Let us take an example to make it more clear, Mr. Ronak, aged 30 years, working for a leading oil and gas company, has a wife Sarita, 28 years, and a son Rohit, 1 year old. He heard about the new combo of SIP + insurance, and loved it. So he decided to go ahead with taking a term plan for 30 years and started investing through a SIP, for creating a corpus of 1 crore at retirement.
He also explained to his wife how this new product works. At the age of 45, Ronak met with an accident, and did not survive it. Sarita is now responsible for all the decisions in the house. She gets the insurance claim but is not sure how to manage it.
Suddenly she remembers Ronak’s explanation of why he took the insurance policy. So she continues the SIP investment with the claim amount and at the end of the next 15 years, Sarita successfully creates a corpus of Rs. 1 crore.
Note: The above example is given to make the concept of Insurance + SIP clear. The corpus can be either less or even more than the desired corpus. This is because investments are subject to market risks.
Now since the basic concept is clear, let’s go one step higher.
Taking the same example, what if Ronak wants his family to get Rs.20,00,000/- at the time of his death, that will suffice their basic expenses at that time. Well the solution is very simple, just add this amount to the death claim amount, that Ronak’s family will get.
For example, if Ronak has taken an insurance policy cover of Rs.1 crore, he should add Rs. 20 lakhs to that amount. So his family will get a total claim of Rs 1.2 crores. So 20 lakhs can go towards the family’s expenses and the 1 crore can be used to continue the investments and monthly expenses.
Okay one more question that may pop up, where will you invest the entire claim amount? and how will you continue the SIPs.
There is a solution for that too, let’s see the different ways of investing the amounts:
- Bank – SIP – Equity fund: This is the normal way of investing, the amount is deducted from the insured’s savings account every month and it goes to the equity fund.
- Debt – STP – Equity: STP is Systematic Transfer Plan, i.e. money transferred from one fund to another.
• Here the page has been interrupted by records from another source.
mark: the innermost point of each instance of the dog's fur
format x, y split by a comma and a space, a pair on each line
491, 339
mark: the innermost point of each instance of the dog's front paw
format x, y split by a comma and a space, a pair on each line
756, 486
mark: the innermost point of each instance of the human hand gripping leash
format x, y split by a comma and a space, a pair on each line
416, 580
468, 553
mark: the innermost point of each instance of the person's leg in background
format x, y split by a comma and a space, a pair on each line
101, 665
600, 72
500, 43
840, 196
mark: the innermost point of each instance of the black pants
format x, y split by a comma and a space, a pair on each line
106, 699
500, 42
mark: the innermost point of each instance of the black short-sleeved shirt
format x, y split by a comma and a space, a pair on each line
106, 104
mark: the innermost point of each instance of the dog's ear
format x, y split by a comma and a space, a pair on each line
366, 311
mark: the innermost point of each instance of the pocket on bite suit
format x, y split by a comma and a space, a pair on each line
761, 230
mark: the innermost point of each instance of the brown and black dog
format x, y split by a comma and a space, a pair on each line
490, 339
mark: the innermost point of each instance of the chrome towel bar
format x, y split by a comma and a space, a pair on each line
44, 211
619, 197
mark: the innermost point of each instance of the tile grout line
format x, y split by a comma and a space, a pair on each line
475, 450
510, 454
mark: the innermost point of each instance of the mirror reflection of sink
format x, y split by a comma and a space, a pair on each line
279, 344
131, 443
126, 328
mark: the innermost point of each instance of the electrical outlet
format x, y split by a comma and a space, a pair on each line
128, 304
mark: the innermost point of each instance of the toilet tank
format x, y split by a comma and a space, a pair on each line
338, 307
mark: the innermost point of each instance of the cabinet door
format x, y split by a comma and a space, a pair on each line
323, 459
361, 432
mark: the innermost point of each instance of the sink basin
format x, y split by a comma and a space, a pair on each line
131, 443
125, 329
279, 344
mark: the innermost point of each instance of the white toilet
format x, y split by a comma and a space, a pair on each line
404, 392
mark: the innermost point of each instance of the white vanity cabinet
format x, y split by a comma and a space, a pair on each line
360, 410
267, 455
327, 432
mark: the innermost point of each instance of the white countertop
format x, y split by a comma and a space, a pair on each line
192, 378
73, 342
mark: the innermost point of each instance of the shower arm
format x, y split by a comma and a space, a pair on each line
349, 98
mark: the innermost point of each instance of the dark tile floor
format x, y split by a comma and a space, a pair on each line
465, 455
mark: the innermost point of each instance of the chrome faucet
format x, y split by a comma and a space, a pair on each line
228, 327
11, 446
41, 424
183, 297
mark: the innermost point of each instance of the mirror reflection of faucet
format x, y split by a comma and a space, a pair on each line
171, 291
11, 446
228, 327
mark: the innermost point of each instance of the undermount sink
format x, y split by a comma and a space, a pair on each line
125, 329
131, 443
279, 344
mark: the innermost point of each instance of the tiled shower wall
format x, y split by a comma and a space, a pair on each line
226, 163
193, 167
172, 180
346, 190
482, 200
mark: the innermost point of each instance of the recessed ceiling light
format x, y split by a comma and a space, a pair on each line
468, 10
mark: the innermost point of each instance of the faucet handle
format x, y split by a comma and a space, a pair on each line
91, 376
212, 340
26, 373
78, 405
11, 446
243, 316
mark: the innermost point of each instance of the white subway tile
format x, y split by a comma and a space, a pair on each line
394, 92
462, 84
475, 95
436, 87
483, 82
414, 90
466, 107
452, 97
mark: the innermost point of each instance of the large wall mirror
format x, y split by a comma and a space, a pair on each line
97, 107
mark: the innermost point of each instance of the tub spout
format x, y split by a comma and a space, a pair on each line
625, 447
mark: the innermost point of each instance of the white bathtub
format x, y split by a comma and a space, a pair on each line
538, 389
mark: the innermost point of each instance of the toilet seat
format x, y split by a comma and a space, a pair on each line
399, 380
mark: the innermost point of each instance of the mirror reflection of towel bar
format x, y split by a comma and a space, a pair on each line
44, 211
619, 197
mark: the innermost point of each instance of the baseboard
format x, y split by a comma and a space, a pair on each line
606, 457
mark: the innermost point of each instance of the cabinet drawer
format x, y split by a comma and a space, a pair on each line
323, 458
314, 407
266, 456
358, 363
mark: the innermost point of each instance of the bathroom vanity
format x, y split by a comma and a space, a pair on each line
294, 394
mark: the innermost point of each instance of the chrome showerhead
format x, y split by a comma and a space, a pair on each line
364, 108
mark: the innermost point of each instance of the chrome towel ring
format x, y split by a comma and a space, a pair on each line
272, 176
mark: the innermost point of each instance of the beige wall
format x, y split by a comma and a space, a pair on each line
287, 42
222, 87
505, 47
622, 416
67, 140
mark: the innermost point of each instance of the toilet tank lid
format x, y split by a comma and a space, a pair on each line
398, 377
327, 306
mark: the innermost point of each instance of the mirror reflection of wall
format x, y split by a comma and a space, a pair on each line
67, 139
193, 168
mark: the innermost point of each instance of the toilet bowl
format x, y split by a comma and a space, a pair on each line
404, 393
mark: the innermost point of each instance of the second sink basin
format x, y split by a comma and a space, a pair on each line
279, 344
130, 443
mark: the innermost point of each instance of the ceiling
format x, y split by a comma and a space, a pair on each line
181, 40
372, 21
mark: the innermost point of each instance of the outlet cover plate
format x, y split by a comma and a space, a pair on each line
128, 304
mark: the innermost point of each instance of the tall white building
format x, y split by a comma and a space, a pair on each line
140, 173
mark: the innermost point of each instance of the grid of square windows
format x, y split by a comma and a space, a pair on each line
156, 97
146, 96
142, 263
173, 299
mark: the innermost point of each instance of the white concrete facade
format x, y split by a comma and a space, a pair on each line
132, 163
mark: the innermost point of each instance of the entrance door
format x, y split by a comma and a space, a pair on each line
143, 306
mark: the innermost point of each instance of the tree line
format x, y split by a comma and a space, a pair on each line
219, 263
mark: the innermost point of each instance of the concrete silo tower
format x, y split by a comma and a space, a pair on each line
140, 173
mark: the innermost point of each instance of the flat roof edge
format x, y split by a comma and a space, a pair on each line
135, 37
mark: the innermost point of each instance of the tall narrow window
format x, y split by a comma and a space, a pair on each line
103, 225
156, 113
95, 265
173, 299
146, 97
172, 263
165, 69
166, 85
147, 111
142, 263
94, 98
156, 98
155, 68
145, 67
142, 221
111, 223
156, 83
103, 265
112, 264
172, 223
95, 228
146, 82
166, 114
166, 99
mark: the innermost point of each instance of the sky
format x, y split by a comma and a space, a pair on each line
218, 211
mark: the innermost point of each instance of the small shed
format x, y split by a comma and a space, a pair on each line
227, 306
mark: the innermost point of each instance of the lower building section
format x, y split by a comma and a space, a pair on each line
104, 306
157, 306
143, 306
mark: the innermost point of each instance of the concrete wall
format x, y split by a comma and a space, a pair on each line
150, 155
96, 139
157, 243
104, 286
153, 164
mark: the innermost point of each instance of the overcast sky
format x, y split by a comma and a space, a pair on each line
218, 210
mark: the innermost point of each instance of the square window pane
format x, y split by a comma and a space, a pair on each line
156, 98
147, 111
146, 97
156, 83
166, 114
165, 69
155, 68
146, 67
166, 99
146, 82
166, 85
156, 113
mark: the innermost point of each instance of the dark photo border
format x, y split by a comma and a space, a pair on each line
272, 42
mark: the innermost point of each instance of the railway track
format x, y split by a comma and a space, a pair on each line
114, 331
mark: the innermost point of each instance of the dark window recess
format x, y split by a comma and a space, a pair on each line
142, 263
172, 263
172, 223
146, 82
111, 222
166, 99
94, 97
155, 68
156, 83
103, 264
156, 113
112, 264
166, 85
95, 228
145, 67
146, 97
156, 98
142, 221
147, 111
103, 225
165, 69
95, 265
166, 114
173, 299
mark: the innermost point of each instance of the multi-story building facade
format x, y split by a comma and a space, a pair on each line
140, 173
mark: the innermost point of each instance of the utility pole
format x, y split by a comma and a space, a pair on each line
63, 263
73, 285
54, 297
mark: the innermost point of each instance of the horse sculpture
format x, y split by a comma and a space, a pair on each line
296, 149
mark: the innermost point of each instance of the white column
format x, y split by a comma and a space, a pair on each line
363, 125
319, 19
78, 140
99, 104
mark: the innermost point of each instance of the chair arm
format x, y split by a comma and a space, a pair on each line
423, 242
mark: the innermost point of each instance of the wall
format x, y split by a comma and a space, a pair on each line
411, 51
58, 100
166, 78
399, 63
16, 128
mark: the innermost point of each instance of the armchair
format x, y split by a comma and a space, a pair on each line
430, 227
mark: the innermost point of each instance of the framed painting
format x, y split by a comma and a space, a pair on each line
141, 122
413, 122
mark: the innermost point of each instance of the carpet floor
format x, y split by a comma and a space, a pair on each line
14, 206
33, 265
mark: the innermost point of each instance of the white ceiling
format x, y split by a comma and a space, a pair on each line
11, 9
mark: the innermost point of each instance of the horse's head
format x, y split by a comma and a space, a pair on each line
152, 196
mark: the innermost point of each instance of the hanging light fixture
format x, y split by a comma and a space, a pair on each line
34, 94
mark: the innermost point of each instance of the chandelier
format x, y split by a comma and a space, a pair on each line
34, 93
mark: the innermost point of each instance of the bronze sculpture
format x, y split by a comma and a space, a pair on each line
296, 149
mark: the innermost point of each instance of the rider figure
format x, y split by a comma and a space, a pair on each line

Here the nominee , on death of the insured, can invest the whole claim amount in a liquid fund (also a debt fund) and through STP, transfer a fixed amount from that liquid fund to the equity fund. This will help in continuing the SIP. This option is recommended as you may earn more in liquid mutual funds than in saving bank accounts.
- Equity fund – SWP – Bank: SWP is Systematic Withdrawal Plan. It is used to withdraw a fixed sum from the fund into the bank account for monthly use. So here, Once the corpus has been achieved, the nominee can make monthly withdrawals from that same fund, for their daily use.
Please note that above options are given in respect to the concept of insurance + SIP.
This is a very good combo, for those who find insurance very boring or those looking to benefit from insurance. We all think of what is in front of us, but this is a concept which makes you think of possibilities that can occur. It may not strike us at the time of planning. But when the incident does occur, it will be too late.